The Guerrero state secretary general, Ludwig Reynoso, told reporters after the shooting that Mr. Gómez Peralta was a student at the Escuela Normal Rural Raúl Isidro Burgos — a teachers college in a rural area of Guerrero with a history of activism and social protest.

In 2014, a group of 43 students from the school were attacked by gunmen, including local police officers whose commanders had been taking direct orders from local drug traffickers — as shown by a trove of text messages, witness testimonies and investigative files.

The students were abducted and never seen again.
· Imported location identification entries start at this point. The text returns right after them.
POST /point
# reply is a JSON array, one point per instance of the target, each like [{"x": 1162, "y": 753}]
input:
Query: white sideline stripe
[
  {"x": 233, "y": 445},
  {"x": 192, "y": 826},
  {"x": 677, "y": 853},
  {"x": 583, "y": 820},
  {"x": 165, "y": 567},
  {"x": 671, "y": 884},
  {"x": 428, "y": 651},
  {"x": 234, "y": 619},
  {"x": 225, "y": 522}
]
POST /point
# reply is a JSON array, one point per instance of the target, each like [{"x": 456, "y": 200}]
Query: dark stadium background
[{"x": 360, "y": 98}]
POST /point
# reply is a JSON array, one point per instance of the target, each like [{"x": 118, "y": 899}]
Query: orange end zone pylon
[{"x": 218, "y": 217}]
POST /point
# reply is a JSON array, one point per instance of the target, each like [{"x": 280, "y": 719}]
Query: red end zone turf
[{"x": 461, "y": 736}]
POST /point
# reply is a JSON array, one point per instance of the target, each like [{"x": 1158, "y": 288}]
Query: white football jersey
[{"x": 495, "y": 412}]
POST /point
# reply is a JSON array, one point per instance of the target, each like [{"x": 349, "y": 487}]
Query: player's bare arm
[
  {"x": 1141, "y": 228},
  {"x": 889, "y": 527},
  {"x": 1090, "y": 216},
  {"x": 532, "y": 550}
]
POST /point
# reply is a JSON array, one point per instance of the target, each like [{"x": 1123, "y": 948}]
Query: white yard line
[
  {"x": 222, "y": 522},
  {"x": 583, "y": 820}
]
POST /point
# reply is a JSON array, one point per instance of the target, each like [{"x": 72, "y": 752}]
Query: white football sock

A decade later, the remains of only three bodies have been officially identified.

The teachers college on Friday condemned the actions by the police in the encounter with the pickup truck, suggesting it was an unprovoked attack.

“One of our colleagues was viciously gunned down,” the school said in a statement. “We hold the state government directly responsible for the armed attack.”

State officials said they regretted the killing, but explained that officers were responding to a crime.

“There is no attack on a student, since we didn’t know he was a student, but on a person who was driving a vehicle with a theft report and didn’t stop at the request of the authorities,” said René Posselt, a spokesman for the Guerrero state government.

Mr. Gómez Peralta’s killing came days after a group of protesters rammed the wooden doors of the National Palace, where the country’s president lives, demanding answers about the investigation into the case of the 43 missing students — which the demonstrators said the government had stalled.

The president, Andrés Manuel López Obrador, downplayed the protest and called it a provocation.

After the death of Mr. Gómez Peralta, some students from the teachers college staged a protest in Chilpancingo, the state’s capital, setting fire to a police vehicle.

José Filiberto Velázquez, a local minister and the director of the Minerva Bello human rights group in Guerrero, said a third student who had gotten out of the pickup truck to go to a nearby store alerted the college to what had happened.

Other students then called Mr. Velázquez, who disputed the official account that the students attacked the police first.

“To us, this was an extrajudicial execution,” Mr. Velázquez said. “It’s the result of a tendency of abuse of power, of police brutality that is already a habit.”

Santiago Aguirre, the lead lawyer representing the families of the 43 missing students, said there was a pattern of disproportionate use of lethal force by the state authorities in Guerrero, adding that human rights groups have documented cases of police officers planting evidence at crime scenes.

“The cautious call is for a thorough investigation that is not conducted with bias and that exhausts all necessary lines of inquiry,” Mr. Aguirre said.

On Friday morning, Mr. López Obrador expressed dismay over the killing of Mr. Gómez Peralta and said that prosecutors would thoroughly investigate Thursday’s incident. He also reiterated his intent to get answers about what happened to the 43 missing students.

“We will not respond with violence in any way. We are not oppressors,” said Mr. López Obrador, whose administration is leading the investigation into the missing students. “To know what happened and punish those responsible and find the youths — that is my commitment, and I’m working on it.”

The teachers college and the families of the missing students have criticized the government’s handling of that investigation.

Last year, a panel of international experts that had been investigating the abduction of the students announced that it was ending its inquiry and leaving the country after members of the panel said they had been repeatedly lied to and misled by the Mexican armed forces about the military’s role in the crime.

A spokesman for the Mexican military said that the country’s defense ministry was no longer authorized to speak about the missing students case.

“It is the president who speaks on this,” he said.